Il est venu plusieurs fois et il a fini par nous soutenir pour financer ce campement. Nous avons, depuis lors, fait du chemin et notre Gie a été primé deux fois. Nous avons été classés 7e mondial en matière de gestion de l’environnement. En 2008, j’ai été en Europe pour retirer le Prix de l’Equateur qui nous était attribué en tant que « Meilleur association de protection de la nature ». Un collectif des Gie pour la protection de la nature et le développement durable a été créé dans cette lancée.

Il regroupe exactement 1555 femmes des 8 villages de Popenguine, Ndayane, Guéréo, Popenguine Sérer, Kignabour 1 et 2, Sorokassap et Thiafoura, annonce Oulimata. Il bénéficie de l’appui de partenaires tels que le WWF (Fond mondial pour l’environnement, et la structure de gestion intégrée des ressources maritimes et côtières, organe de la Wetlands International qui a appuyé cette année le développement du pare feux de la réserve.

Les femmes du Gie ont été formées afin de pouvoir entreprendre toutes les actions de protection de leur environnement. Les femmes travaillent en ce moment sur un objectif, la gestion de l’environnement. Dans ce but, elles entretiennent le pare feux de 10km qui ceinturent la réserve. Les actions sont multiples puisqu’en dehors du pare feux, les femmes nettoient la plage avec les éco gardes, mais il y a aussi la lutte contre l’érosion hydrique, ces ravinements causés par les eaux de pluies.
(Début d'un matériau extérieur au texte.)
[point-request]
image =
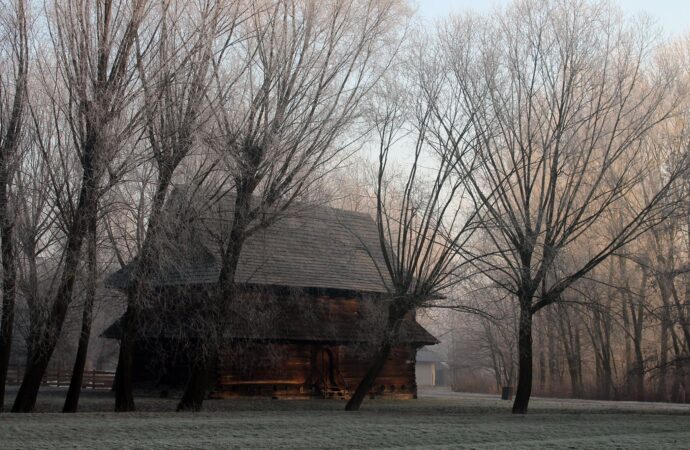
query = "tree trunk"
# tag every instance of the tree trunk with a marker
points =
(9, 276)
(370, 377)
(74, 391)
(124, 386)
(46, 342)
(395, 317)
(224, 294)
(11, 142)
(524, 387)
(195, 391)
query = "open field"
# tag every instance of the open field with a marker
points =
(437, 420)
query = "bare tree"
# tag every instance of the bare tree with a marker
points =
(175, 79)
(564, 93)
(13, 86)
(424, 224)
(93, 47)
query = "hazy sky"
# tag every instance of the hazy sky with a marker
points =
(672, 15)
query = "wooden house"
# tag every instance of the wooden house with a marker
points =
(305, 322)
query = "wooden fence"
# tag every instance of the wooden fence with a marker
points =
(93, 379)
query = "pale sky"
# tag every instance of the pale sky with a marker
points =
(672, 15)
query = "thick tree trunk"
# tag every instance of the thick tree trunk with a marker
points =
(74, 391)
(395, 316)
(524, 387)
(224, 294)
(195, 391)
(10, 144)
(370, 377)
(124, 385)
(9, 276)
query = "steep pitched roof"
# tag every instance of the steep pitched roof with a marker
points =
(313, 319)
(307, 247)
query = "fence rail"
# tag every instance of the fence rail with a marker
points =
(93, 379)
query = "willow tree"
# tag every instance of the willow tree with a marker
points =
(14, 57)
(423, 214)
(88, 86)
(175, 74)
(285, 105)
(564, 95)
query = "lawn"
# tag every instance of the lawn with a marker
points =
(436, 420)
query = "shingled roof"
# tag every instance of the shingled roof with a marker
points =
(337, 320)
(307, 247)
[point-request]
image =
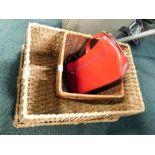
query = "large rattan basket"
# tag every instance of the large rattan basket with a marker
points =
(37, 103)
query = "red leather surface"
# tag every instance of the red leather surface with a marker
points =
(101, 65)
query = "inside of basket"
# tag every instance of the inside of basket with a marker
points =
(74, 44)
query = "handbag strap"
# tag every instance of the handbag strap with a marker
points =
(99, 36)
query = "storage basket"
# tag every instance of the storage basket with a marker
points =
(72, 43)
(37, 103)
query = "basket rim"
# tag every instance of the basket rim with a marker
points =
(24, 79)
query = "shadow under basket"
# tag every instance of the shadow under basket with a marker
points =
(37, 103)
(73, 43)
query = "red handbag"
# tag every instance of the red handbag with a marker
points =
(99, 66)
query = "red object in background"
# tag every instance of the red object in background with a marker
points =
(99, 66)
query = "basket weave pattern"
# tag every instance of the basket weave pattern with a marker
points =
(37, 103)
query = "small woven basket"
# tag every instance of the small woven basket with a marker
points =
(72, 43)
(37, 103)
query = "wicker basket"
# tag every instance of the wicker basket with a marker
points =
(37, 103)
(72, 43)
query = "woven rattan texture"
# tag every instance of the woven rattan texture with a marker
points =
(43, 107)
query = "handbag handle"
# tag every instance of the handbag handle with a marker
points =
(99, 36)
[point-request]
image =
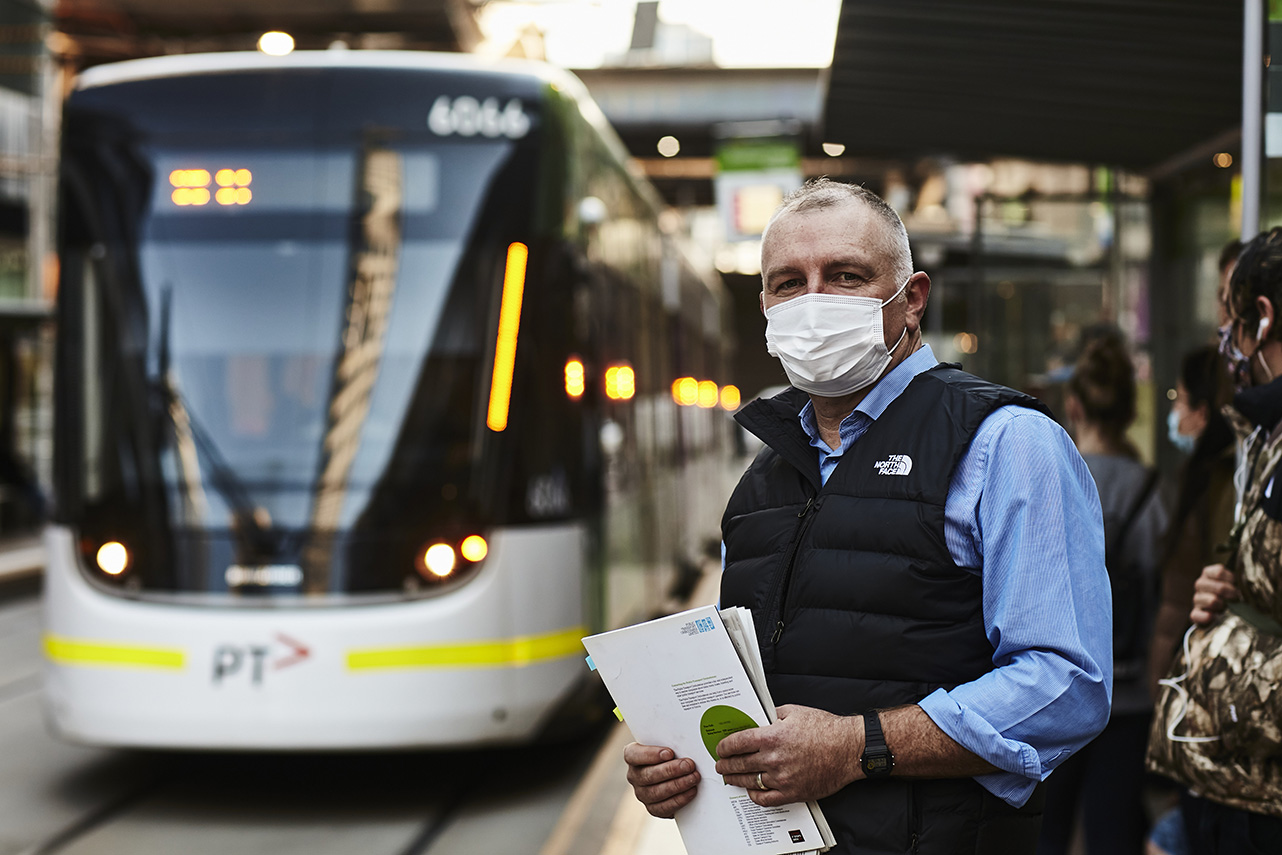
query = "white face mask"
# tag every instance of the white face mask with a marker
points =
(830, 344)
Ils sont combattus par la mise en place d’un cordon pierreux et l’utilisation des techniques de pépinière. Chaque an, il y a un reboisement avec des milliers d’arbres adaptés tels que l’acacia nilotica (nep nep en langue ouolof), le gommier etc. Les fruitiers sont promis à la vente, d’autres essences servent pour le décor, les prosopis pour les bois de village et les arbres forestiers pour la réserve. « Notre souci permanent est d’assurer la relève avec le corps des volontaires et des éco guides dont le travail est bénévole », confie Oulimata Thiaw. Cependant, les femmes gèrent le campement touristique et arrivent ainsi à générer des ressources, créer des emplois afin de fixer les femmes sur le terrain. Les femmes ont réussi à mettre en place, grâce au financement des partenaires, des banques de combustibles et de céréales (notamment avec le riz local) ainsi qu’une mutuelle d’épargne. Leur préoccupation actuelle est également la gestion des ordures ménagères, bien qu’elles utilisent déjà les techniques de compostage des ordures ménagères d’où sont extraits les éléments non biodégradables. « Nous avons demandé une étude d’impact au ministre de l’environnement pour l’exploitation d’une décharge qui vient d’être autorisée dans les anciennes carrières de calcaire, à la périphérie de la commune de Popenguine. « Ce que nous ne voulons pas dans ce projet, c’est de favoriser un deuxième « Mbeubeuss » (ndlr : cette tristement célèbre décharge de la périphérie de Dakar) insiste Oulimata Thiaw qui sent bien qu’avec les membres de l’association des femmes de Popenguine, elles ont d’autres combats à mener pour sauvegarder leur environnement et leur qualité de la vie.